I have heard (from Jonas Bers, I think) that opening up these Panasonic mixers and simply making sure the internal ribbon cables are firmly attached will fix many common problems.
This is true of more equipment than just Panasonic mixers as well.
this is a solid tip for literally any of electronic troubleshooting. its cheap and easy to open something up and not just check any ribbon/molex connector between different pcbs but do a quick alcohol wipedown on the ribbon/molex leads/slots as well. look out for the tan/orange colored pcb with the extra large capacitors & inductors all over it that sits right near where the ac plug goes in, there is always potentially a charge stored in there that could at the very least knock you on yr ass if not worse.
once you’ve got everything open, then you can take a look around. next easy step is to clean out any fans/air holes, anything that has enuf dense microprocessors on it hopefully has some kind of temperature sensor that just cuts power to anything with dense enuf transistors if the internal temperature is too high.

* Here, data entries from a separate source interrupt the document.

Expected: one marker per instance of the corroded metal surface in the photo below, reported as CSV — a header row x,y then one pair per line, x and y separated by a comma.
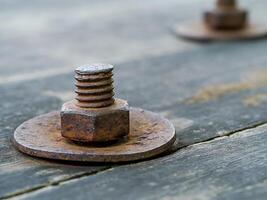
x,y
200,32
95,125
95,115
94,85
226,16
150,135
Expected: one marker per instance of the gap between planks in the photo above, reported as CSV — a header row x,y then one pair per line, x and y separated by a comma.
x,y
86,174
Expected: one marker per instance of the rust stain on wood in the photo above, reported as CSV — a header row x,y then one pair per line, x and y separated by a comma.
x,y
253,80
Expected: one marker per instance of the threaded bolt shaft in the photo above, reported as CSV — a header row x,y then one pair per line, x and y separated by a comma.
x,y
94,86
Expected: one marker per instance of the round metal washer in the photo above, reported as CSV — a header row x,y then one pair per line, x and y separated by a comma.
x,y
200,32
150,135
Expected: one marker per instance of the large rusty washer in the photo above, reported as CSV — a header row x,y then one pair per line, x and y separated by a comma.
x,y
150,134
199,31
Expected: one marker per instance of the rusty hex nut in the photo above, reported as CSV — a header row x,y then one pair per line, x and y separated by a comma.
x,y
226,19
95,125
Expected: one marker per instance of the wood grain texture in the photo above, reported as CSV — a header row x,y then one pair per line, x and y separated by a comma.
x,y
231,167
210,90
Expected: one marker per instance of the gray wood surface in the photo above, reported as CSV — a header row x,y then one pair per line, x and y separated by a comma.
x,y
209,90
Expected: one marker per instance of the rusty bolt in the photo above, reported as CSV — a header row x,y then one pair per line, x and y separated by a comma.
x,y
95,115
226,16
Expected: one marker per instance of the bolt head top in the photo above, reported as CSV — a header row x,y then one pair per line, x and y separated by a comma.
x,y
94,68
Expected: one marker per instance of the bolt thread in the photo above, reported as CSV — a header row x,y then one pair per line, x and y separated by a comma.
x,y
94,88
226,4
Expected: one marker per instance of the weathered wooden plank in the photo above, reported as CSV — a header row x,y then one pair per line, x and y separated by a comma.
x,y
205,114
40,59
232,167
36,44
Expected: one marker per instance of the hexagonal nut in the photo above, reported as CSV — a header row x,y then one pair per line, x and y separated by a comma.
x,y
232,19
95,125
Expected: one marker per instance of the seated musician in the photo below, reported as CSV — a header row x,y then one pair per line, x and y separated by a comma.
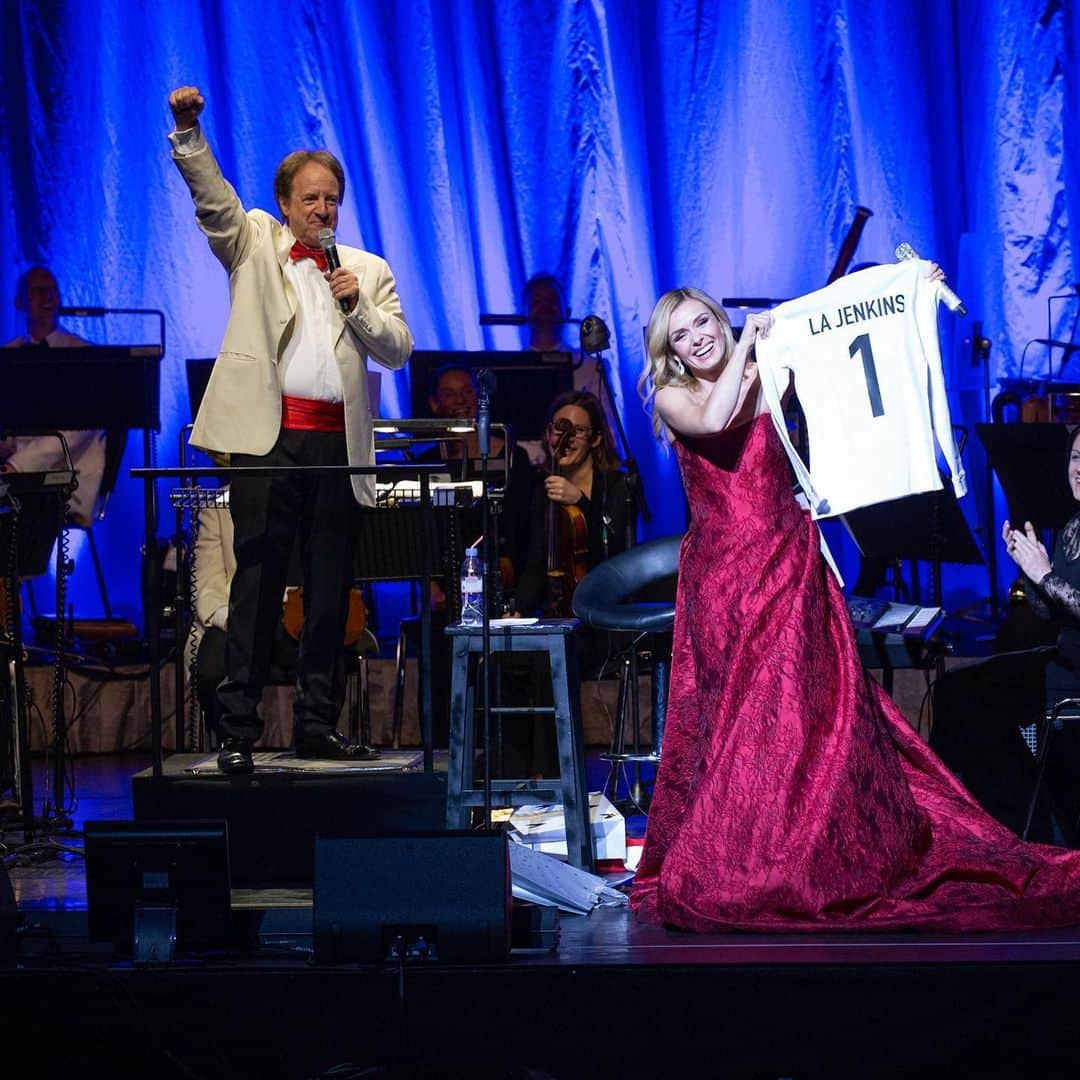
x,y
453,396
980,709
579,515
38,298
548,316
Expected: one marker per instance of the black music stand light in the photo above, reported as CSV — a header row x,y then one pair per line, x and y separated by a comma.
x,y
929,527
1029,460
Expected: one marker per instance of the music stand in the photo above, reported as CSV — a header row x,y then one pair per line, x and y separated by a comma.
x,y
81,388
928,527
1029,460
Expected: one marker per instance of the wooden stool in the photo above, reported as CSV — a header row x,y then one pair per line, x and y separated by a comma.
x,y
552,636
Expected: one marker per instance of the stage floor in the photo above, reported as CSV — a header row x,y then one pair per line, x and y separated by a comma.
x,y
615,998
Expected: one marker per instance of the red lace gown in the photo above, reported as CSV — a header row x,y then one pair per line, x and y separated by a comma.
x,y
792,793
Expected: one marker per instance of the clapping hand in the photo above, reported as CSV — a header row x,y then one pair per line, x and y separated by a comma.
x,y
1026,550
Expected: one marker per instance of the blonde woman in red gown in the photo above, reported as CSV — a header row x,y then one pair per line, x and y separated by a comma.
x,y
792,793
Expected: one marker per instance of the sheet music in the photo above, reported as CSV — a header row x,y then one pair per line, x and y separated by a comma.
x,y
544,879
906,619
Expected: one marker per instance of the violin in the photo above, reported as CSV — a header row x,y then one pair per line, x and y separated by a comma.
x,y
292,616
567,536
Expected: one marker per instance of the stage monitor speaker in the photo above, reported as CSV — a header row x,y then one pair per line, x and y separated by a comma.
x,y
421,896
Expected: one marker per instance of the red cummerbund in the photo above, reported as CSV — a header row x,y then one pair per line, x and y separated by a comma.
x,y
302,414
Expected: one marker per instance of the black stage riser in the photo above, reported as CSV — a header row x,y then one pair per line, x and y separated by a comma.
x,y
571,1021
273,819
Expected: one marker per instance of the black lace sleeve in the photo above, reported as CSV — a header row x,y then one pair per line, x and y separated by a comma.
x,y
1036,601
1058,596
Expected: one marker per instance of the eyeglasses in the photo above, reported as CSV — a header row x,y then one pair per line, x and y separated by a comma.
x,y
562,427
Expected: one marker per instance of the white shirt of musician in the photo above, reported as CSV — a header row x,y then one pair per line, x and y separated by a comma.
x,y
45,453
868,376
308,366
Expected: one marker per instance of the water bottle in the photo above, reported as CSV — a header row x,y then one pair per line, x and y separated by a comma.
x,y
472,589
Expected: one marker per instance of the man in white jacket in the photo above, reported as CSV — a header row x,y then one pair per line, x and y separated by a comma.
x,y
288,388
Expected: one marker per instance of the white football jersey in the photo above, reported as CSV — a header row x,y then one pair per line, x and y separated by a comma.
x,y
868,376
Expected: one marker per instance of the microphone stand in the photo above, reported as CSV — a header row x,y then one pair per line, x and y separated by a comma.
x,y
484,446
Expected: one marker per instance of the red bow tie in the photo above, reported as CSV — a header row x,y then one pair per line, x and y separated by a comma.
x,y
316,255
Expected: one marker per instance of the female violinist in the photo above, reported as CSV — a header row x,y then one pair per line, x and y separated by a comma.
x,y
579,515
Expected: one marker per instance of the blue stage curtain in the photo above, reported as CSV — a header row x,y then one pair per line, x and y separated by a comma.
x,y
624,146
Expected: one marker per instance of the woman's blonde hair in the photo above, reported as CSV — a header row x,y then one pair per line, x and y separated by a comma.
x,y
663,367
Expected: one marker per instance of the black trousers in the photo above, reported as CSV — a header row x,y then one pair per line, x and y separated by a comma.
x,y
268,516
212,669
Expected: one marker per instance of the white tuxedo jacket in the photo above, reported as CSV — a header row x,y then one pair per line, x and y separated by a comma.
x,y
241,409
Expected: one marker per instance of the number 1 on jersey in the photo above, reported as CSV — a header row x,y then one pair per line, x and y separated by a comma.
x,y
862,343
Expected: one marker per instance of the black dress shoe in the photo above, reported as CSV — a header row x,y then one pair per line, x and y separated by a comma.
x,y
234,757
334,746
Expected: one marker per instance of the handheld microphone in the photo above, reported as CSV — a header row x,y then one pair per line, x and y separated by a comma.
x,y
328,244
595,336
485,382
954,302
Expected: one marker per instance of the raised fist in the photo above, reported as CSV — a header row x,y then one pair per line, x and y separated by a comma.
x,y
186,103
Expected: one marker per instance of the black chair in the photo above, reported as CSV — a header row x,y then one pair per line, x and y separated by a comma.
x,y
1062,712
617,595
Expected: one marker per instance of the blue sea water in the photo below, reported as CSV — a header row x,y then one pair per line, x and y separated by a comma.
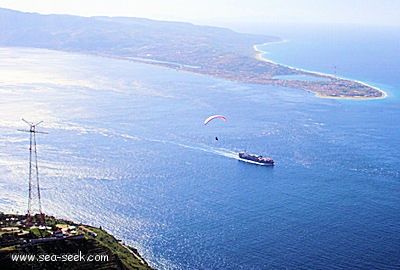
x,y
127,150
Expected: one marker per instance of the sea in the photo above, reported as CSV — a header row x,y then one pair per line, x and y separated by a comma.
x,y
123,146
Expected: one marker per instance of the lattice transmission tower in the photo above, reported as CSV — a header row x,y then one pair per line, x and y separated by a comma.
x,y
33,168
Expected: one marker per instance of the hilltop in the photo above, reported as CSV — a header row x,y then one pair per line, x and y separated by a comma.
x,y
213,51
62,244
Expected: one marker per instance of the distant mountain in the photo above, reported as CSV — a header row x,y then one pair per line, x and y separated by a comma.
x,y
132,37
206,50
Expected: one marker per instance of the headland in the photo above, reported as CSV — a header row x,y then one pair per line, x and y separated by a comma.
x,y
44,242
213,51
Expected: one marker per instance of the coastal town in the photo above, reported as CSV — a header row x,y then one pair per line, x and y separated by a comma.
x,y
213,51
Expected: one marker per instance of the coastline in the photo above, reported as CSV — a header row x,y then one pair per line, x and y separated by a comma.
x,y
259,56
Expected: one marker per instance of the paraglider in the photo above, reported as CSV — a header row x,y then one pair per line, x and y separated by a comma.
x,y
212,117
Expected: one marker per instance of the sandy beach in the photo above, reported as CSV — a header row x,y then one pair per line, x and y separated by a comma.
x,y
259,56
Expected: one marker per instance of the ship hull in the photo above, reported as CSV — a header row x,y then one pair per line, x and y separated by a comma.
x,y
254,162
255,159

then just look around and see if theres any caked on gunk/dust/human grease that could be causing a short. clean it off with some alchohol. maybe you found an exploded or leaking capacitor at some point, its the stuff that usually smells like a metallic fish is rotting and sometimes looks like it too. you’ll def want to put on some gloves and maybe a mask too to clean that junk off.
apologies to the OP’s, because this might not be exactly the steps that will fix yr panasonics. on the other hand, this is a routine i’ve followed that has ‘fixed’ a suprisingly large number of electronic devices that other folks had given up for dead. For more detailed knowledge on a very specific peice of hardware i look at the service manual, it will usually have a laundry list of common failures and instructions on how to troubleshoot them. Theres always the option to try to find some old broadcast engineers message boards and search through for relevant advice too! if the boards are still active you might actually even find someone who will be literally amazed that anyone still gives a hoot about some panasonic prosumer sd video mixers in 2022 and will help you out just for shits and giggles.